Profesor zagląda do swego notesu i nerwowym ruchem przerzuca dziewięć kartek.
- Ostrowicki! – krzyknął.
Ostrowicki podchodził do biurka, jakby szedł na ścięcie. Kiwał głową na dwie strony, jakby się na zawsze żegnał z kolegami.
- Słabo mi, panie profesorze… - jęknął Ostrowicki.
-Ha, ale odpowiadać będziesz? – pyta profesor.
- Nie mogę, proszę pana profesora… - rzekł Ostrowicki.
- Dlaczego, powiedz z ręką na sercu, dlaczego? –pyta profesor.
- Bo nie jestem przygotowany…. Nie umiem…. Nie spodziewałem się. – mówi Ostrowicki.
- I ty? I ty, Brutusie?! – krzyknął profesor. – Czy wyście dzisiaj poszaleli?!
-Nie, panie profesorze…. Pojutrze, umiałbym świetnie… - mówi Ostrowicki.
- A dzisiaj nie łaska?- pyta profesor.
- Dzisiaj jest przecież środa. – To nie mój dzień- rzekł zrozpaczony Ostrowicki.
- Aha… - W środę jesteś bałwan….. A w piątek będziesz geniusz… Czy ty ze mnie kpisz?! – krzyczy profesor.

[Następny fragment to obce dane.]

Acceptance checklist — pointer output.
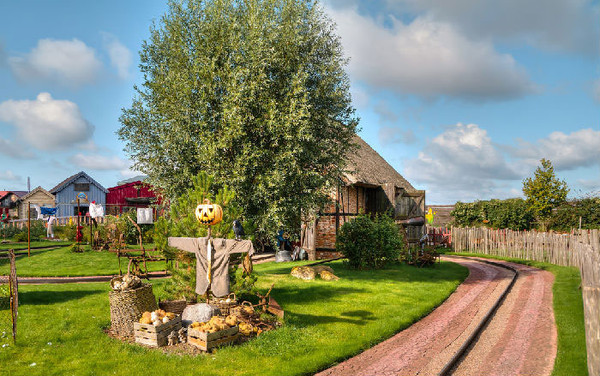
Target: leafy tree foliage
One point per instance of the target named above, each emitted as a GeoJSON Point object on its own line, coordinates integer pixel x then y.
{"type": "Point", "coordinates": [251, 91]}
{"type": "Point", "coordinates": [566, 216]}
{"type": "Point", "coordinates": [513, 214]}
{"type": "Point", "coordinates": [370, 243]}
{"type": "Point", "coordinates": [544, 191]}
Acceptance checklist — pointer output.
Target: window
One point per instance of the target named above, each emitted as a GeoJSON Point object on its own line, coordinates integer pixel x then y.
{"type": "Point", "coordinates": [81, 187]}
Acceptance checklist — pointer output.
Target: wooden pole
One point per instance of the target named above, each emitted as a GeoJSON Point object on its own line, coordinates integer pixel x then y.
{"type": "Point", "coordinates": [28, 228]}
{"type": "Point", "coordinates": [209, 262]}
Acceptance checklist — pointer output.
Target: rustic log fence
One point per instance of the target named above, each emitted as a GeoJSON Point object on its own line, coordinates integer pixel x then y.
{"type": "Point", "coordinates": [579, 248]}
{"type": "Point", "coordinates": [9, 298]}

Profesor chodzi po sali i mówi:
- Uczę historii od trzydziestu lat… Ale nigdy się nie skarżyłem. Myślałem, że mnie lubicie, nigdy przecież nie byłem surowy. Więc nigdy się z takim czymś nie spotkałem. Byłem dumny z waszej klasy i oto mam nagrodę, zakpiono sobie ze mnie!
- Panie profesorze! – krzyknął Adam Cisowski.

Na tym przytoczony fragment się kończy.